La izquierda y la derecha son hoy conceptos vacíos en relación a sus orígenes porque son complementarios y necesarios para el sistema aunque se transmitan como opuestos e incluso incompatibles para el electorado. La complementariedad se basa en la existencia de débiles diferencias funcionales que se agrupan en torno a tres ejes: mayor énfasis en las políticas económicas desde el lado de la oferta o desde el lado de la demanda; defensa de los derechos de grupos identitarios o de los valores conservadores y sobre todo utilización de elementos emotivos y simbólicos diferenciadores.
Este teatralización de la política basada en las coincidencias de contenidos y en la representación de diferencias en el espectáculo mediático, buscando enfrentamientos de fuerte base emotiva pero que no cuestionaran las estructuras de poder, ha provocado una democracia de baja calidad y ha constituido un factor más para alejar a la ciudadanía de las prácticas colectivas y en particular de la participación política en sentido amplio.

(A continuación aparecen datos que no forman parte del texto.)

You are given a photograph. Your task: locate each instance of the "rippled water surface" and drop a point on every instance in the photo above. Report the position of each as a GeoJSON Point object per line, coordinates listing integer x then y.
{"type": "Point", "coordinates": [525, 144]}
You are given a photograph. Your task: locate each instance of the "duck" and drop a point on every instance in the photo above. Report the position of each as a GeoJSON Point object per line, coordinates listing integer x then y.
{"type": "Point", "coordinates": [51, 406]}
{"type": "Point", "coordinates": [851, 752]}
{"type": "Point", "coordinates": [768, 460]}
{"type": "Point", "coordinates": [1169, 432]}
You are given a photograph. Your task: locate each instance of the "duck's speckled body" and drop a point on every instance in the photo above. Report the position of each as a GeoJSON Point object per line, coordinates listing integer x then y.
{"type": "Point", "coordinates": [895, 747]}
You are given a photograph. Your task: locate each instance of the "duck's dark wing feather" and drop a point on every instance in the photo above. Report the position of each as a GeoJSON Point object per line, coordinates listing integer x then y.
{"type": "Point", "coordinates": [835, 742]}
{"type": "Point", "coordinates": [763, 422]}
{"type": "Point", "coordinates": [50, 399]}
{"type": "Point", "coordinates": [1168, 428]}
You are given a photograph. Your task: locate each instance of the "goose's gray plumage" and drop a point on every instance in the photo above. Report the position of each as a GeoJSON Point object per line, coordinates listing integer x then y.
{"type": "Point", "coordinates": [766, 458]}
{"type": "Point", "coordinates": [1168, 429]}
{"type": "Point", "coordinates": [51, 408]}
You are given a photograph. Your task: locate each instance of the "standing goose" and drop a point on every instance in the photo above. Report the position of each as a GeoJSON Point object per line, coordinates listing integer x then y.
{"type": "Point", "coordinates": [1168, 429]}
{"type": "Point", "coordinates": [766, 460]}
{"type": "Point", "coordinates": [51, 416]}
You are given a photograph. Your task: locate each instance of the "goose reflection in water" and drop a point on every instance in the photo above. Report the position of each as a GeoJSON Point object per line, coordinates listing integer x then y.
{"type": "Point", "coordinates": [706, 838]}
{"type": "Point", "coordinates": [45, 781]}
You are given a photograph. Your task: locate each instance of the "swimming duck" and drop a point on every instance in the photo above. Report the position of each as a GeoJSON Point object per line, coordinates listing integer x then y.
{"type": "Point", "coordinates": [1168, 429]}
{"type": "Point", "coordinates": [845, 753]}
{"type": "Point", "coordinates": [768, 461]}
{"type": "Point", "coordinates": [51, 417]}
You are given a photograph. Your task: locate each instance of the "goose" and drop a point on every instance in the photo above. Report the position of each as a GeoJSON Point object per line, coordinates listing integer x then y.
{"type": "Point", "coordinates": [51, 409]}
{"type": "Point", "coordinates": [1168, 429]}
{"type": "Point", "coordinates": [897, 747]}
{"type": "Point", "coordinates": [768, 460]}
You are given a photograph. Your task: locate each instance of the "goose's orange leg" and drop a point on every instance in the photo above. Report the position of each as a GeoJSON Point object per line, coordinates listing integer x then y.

La izquierda y la derecha son hoy categorías que nombran realidades desaparecidas (el enfrentamiento de clases en la sociedad industrial) pero que son utilizadas como marcas para provocar la competencia electoral. Esto provoca una gran complejidad porque se ha troceado la percepción de la dicotomía izquierda y derecha en el imaginario colectivo: desde la identificación con estructuras morales o con modelos de sociedad hasta su banal diferenciación como gestores de la representatividad. Una prueba de este artificio es la desvinculación de cualquier basa social específica, su falta absoluta de correlación con la estructura de clases, tal como se evidencia en las encuestas del CIS.